Jules Jacob’s anthem to love and loss, is a fierce testimony to forgiveness and redemption. These arresting poems move like a pool of water, ripples and vibrations map the relationships—parental, siblings, lovers, nature—imbued with the resonant joy and pain of living in such a fragile world. This artful weave renders how the cycle of life replenishes and reseeds, as these poems tender so lyrically a generative healing. Jacob’s brave narrative explores the self with all flaws, vulnerabilities, and traumas, and threads an astounding bountiful chorus of language, accompanied by a windfall of sublime epiphanies. “If found, we return rearranged.” With razor sharp imagery, the speaker gives us a wisely voluminous heart, rich with dimension and clarity. Jacob’s gripping voice creates an indelible alchemy of beauty, forgiveness, and humanity.
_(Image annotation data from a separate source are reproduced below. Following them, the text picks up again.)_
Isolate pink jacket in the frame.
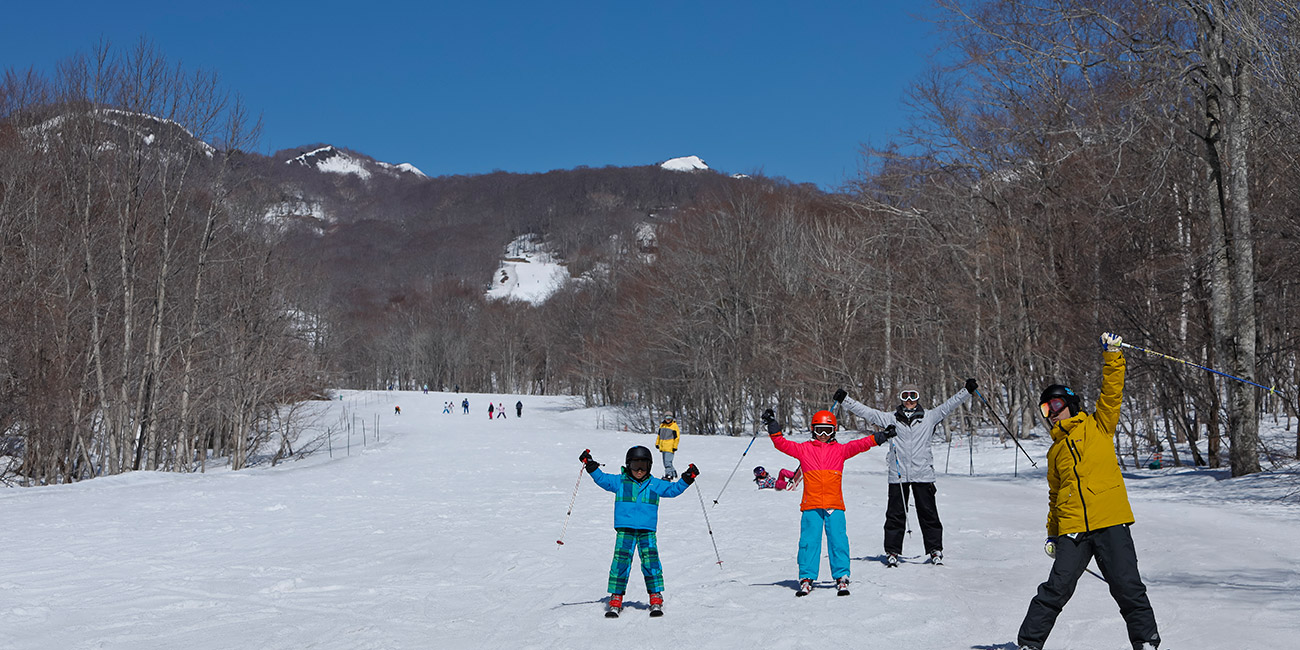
[771,433,876,510]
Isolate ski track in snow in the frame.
[0,391,1300,650]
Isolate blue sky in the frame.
[0,0,937,189]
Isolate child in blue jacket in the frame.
[579,446,699,618]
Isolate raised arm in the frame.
[1096,334,1126,437]
[844,397,894,426]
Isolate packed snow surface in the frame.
[659,156,709,172]
[0,391,1300,650]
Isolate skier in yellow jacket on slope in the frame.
[1017,333,1160,650]
[654,415,681,481]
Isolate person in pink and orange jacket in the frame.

These potent poems sing an aria of love and light— Yes, read this collection to be startled into awakening.
— Cynthia Atkins, author of Still-Life with God
Early in Jules Jacob’s riveting new collection, in the poem “My Mother Eats Wyoming” we find the lines
in matchbox beds while they recovered
from amputations guaranteeing
the patients couldn’t escape.
And there it is: beneath the title’s light-fingered surreality (the book’s signature tone), scenes of hardscrabble tenderness and sometimes unbearable cruelty, scavenged and placed ever so carefully side by side in memory’s reliquary. And so it goes, too, in line after stunning line. What did Rilke write? Every angel is terrifying. A truth Jacob seems to know in her bones and one, reading these poems, we feel in ours.
— Daniel Lawless, Founder and Editor-in-Chief of Plume: A Journal of Contemporary Poetry
In Kingdom of Glass & Seed, Jules Jacob writes with an attentive eye to the smallest details of flesh and flower: “treasures where others see / nothing unusual.” These poems enter the dislocated world of foster care and addiction in language that is deeply attuned to the rawness of experience, where nature is both haven and metaphor. “All mothers can be as happy / as their troubled child” writes Jacob in a collection that seeks forgiveness not retribution, that holds suffering in a tender, but alert gaze.